There’s something comforting about the way Jeff Bridges’ relaxed drawl floats lazily at the center of the wonderful “Crazy Heart,” the tale of a faded man trying to find color again.
Bridges, in one of the finest performances of the past year (he’s considered the Oscar front-runner for best actor after this week’s nominations), revisits territory he first explored 20 years ago in “The Fabulous Baker Boys”: a talented yet undisciplined musician on the outskirts of success, playing small venues and just getting by.
But while his Jack Baker, plunking out “Feelings” at tired piano bars, still had a weary bad-boy glamour, the fate of Bad Blake in “Crazy Heart” is somewhat less picturesque.
Bad, in his late 50s, wrote hit country songs once upon a time; now he crisscrosses the country in his beat-up car, peeing into a bottle and staying at the kind of motels where the pool is always drained.
He plays gigs at bowling alleys and low-rent bars, usually getting drunk before closing (necessitating a mid-performance break to vomit).
“I used to be somebody,” he sings, “now I am somebody else.”
Though he’s difficult to work with, his talents are still in demand; former protege Tommy Sweet (an uncredited, beautifully low-key Colin Farrell) is anxious for more songs, but Bad finds it easier to coast, watching porn in motel rooms and wondering what happened to his youth.

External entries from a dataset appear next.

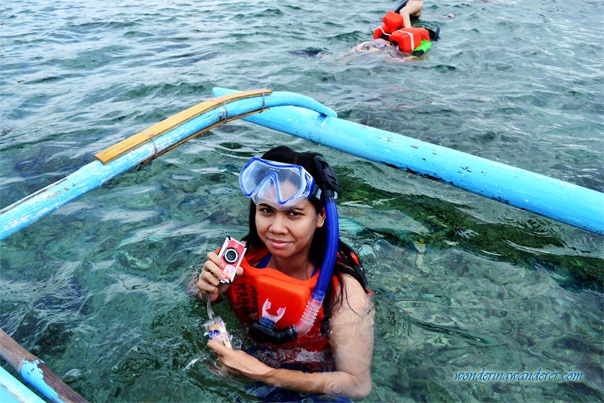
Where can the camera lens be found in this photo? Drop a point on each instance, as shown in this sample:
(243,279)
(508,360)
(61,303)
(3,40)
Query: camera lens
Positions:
(230,255)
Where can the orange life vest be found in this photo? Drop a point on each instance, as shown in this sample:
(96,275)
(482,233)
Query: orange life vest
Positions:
(407,39)
(280,296)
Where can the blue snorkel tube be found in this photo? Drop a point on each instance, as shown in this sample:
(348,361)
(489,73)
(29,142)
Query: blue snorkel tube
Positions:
(400,6)
(263,331)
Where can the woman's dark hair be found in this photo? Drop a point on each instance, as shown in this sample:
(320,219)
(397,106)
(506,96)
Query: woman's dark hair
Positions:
(346,262)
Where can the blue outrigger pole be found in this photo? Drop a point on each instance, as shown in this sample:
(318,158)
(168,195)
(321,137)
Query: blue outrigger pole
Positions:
(306,118)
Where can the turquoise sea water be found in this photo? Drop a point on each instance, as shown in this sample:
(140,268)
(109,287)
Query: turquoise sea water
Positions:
(461,283)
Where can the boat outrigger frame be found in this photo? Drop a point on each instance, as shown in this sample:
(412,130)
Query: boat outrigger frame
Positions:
(306,118)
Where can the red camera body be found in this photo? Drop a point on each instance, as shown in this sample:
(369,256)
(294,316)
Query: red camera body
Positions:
(231,253)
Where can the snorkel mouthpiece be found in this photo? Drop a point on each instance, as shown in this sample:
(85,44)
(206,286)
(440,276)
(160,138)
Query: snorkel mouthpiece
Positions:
(263,331)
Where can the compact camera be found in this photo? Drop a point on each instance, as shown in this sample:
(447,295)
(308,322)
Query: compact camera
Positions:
(231,253)
(215,329)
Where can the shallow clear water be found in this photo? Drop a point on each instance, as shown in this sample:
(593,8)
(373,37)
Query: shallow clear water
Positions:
(461,283)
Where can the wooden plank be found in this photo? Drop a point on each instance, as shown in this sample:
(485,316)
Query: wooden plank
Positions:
(124,146)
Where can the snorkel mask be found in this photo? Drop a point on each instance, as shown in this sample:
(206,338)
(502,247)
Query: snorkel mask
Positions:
(284,186)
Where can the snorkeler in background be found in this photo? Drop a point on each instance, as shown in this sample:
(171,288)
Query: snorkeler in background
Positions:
(397,35)
(295,259)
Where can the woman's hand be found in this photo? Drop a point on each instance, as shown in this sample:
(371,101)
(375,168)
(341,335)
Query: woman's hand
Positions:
(211,275)
(238,362)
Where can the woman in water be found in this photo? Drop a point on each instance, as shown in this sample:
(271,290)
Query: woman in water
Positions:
(287,247)
(411,10)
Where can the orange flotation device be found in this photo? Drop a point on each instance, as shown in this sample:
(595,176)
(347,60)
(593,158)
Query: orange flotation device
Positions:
(408,39)
(267,291)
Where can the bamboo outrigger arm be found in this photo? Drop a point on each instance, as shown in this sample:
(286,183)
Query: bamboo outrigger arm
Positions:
(145,146)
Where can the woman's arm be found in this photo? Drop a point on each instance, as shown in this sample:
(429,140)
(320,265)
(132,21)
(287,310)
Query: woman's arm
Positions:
(351,340)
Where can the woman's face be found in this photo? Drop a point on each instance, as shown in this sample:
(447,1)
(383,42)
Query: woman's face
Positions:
(288,233)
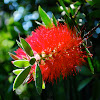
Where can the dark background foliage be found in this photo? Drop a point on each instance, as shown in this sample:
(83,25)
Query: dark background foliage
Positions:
(18,16)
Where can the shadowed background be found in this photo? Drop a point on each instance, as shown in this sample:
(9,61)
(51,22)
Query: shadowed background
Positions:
(18,16)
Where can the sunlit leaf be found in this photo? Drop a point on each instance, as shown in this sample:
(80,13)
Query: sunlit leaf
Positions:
(43,85)
(45,18)
(19,44)
(27,47)
(54,20)
(13,56)
(17,71)
(21,77)
(64,7)
(32,61)
(21,63)
(38,79)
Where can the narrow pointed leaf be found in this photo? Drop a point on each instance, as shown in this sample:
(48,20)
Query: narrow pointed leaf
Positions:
(32,61)
(17,71)
(64,7)
(54,20)
(13,56)
(90,64)
(21,77)
(43,85)
(38,79)
(27,47)
(21,63)
(19,44)
(45,18)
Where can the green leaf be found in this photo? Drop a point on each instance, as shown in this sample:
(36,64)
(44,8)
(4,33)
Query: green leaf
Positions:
(21,77)
(54,20)
(19,44)
(94,14)
(17,71)
(13,56)
(64,7)
(27,47)
(43,85)
(84,83)
(21,63)
(90,64)
(38,79)
(45,18)
(32,61)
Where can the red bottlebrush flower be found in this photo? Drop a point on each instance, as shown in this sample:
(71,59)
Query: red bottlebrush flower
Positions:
(59,49)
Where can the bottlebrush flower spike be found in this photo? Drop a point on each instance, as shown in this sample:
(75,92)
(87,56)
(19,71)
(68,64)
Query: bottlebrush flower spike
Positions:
(59,51)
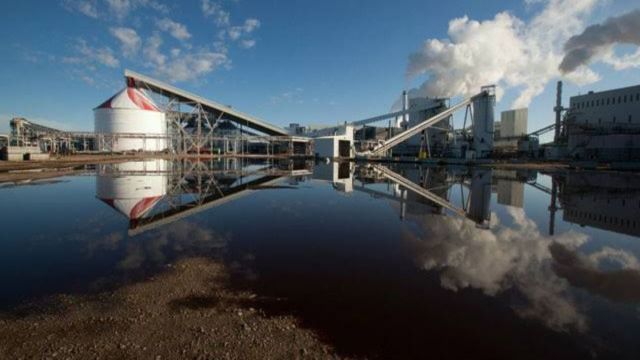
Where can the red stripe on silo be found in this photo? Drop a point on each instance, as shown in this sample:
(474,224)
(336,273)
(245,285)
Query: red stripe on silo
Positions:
(143,206)
(140,101)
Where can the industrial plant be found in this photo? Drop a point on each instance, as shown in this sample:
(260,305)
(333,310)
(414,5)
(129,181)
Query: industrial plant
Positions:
(149,116)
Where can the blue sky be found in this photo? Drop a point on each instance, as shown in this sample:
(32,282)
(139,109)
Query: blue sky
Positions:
(318,62)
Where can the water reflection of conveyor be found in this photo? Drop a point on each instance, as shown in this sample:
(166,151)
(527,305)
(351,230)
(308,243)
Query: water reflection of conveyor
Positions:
(141,225)
(476,207)
(157,192)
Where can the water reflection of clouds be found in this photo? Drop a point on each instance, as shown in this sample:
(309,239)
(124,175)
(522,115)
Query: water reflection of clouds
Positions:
(495,261)
(180,239)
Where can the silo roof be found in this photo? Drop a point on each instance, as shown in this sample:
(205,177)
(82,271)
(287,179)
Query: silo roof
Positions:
(129,98)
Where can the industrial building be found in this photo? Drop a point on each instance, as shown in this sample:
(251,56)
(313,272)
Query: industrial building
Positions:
(339,145)
(132,113)
(604,126)
(510,130)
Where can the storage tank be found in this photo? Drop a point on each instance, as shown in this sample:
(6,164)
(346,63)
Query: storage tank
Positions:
(132,188)
(133,115)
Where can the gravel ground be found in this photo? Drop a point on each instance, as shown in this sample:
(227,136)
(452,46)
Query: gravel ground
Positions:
(185,312)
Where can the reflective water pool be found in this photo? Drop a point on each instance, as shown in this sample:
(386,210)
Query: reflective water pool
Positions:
(397,261)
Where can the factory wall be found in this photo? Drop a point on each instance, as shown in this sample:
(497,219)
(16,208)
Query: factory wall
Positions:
(612,108)
(514,122)
(331,146)
(605,125)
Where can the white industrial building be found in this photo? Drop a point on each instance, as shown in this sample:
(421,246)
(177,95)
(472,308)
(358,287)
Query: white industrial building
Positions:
(136,120)
(605,125)
(337,146)
(511,128)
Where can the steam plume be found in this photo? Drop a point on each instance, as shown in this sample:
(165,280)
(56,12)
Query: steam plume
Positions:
(505,51)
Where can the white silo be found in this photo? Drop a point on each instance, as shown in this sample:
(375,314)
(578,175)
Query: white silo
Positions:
(132,188)
(137,120)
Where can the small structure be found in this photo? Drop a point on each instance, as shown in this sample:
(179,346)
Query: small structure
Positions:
(337,146)
(135,118)
(511,130)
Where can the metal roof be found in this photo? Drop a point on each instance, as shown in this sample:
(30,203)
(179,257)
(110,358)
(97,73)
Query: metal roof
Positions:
(185,96)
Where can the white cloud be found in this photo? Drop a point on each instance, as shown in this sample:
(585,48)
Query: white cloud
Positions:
(129,40)
(215,10)
(91,56)
(505,51)
(247,43)
(86,7)
(176,29)
(189,65)
(235,32)
(250,25)
(122,8)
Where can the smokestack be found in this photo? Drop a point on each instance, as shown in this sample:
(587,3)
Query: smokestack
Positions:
(558,110)
(405,107)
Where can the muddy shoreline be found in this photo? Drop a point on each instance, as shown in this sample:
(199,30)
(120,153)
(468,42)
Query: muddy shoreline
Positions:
(185,312)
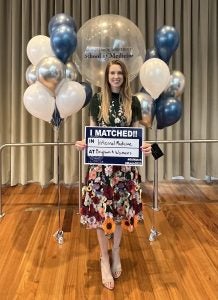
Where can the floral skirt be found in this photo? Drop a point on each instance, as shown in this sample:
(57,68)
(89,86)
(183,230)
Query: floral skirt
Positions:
(111,195)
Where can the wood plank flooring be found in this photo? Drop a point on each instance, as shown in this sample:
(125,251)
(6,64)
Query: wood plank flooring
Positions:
(180,264)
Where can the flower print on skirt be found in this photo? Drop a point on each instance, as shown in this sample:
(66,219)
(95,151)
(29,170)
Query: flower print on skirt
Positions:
(111,195)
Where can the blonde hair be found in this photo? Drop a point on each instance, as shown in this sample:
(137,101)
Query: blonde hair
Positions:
(125,93)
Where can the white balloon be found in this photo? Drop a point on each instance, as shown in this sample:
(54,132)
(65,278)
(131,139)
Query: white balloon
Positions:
(104,38)
(154,76)
(39,47)
(70,97)
(39,102)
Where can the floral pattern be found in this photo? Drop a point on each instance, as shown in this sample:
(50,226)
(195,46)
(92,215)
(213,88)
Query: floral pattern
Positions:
(112,194)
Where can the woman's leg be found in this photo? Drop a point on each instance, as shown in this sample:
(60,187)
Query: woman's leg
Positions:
(107,278)
(116,263)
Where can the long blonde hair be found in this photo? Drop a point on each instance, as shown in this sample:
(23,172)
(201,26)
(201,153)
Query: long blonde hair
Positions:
(125,93)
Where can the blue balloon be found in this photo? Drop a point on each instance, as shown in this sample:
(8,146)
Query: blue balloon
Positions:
(166,42)
(151,53)
(88,91)
(168,111)
(61,19)
(63,42)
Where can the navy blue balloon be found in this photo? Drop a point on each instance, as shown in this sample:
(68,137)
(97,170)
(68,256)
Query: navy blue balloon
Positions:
(63,42)
(166,42)
(151,53)
(168,111)
(88,90)
(61,19)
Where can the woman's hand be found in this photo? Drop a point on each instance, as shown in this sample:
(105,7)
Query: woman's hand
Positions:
(146,148)
(80,145)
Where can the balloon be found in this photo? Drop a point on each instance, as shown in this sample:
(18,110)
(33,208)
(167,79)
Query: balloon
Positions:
(70,98)
(147,108)
(168,111)
(61,19)
(176,85)
(166,42)
(31,74)
(39,102)
(63,42)
(50,71)
(151,53)
(107,37)
(88,91)
(154,76)
(39,47)
(71,71)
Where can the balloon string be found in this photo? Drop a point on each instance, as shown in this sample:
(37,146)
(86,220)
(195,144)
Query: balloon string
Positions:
(58,178)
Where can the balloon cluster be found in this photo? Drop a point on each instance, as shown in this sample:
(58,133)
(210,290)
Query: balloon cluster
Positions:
(53,93)
(160,95)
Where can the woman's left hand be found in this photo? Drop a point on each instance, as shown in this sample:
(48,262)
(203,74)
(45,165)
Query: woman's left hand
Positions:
(146,148)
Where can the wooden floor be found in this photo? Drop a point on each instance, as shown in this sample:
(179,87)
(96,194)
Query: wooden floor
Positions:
(180,264)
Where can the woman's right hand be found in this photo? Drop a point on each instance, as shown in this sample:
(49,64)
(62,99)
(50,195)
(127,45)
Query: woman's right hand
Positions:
(80,145)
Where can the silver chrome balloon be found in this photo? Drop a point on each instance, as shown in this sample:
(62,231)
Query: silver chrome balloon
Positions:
(50,71)
(176,84)
(31,74)
(71,71)
(147,108)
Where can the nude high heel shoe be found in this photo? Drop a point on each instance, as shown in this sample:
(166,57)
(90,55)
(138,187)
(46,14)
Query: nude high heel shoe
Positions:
(107,278)
(116,263)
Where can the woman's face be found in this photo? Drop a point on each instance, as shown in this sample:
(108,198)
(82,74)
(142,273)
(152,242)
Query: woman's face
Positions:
(115,77)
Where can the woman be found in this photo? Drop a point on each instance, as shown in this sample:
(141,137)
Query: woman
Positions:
(111,197)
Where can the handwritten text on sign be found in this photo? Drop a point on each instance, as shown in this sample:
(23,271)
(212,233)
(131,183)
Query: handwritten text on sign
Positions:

And then, as a country song might have it, love walks in, in the form of a journalist named Jean Craddock (Maggie Gyllenhaal). She’s a soft-spoken single mother who asks Bad the kind of questions that make him change the subject.
An awkward yet delicate love affair ensues, with Bad knowing she’s good for him and Jean knowing he’s bad for her, until Bad’s demons re-emerge and “Crazy Heart” takes some unexpected detours.
Bridges and Gyllenhaal have a sweet yet spiky chemistry, and Robert Duvall (who won an Oscar as a country singer in “Tender Mercies”) is perfect as Bad’s faithful pal.
And the songs, most written for the film by T-Bone Burnett and the late Stephen Bruton, come from that place in the soul where the best country music lives, letting the characters sing the feelings and dreams they can’t speak.
“Pick up your crazy heart,” goes one, late in the movie, “and give it one more try.”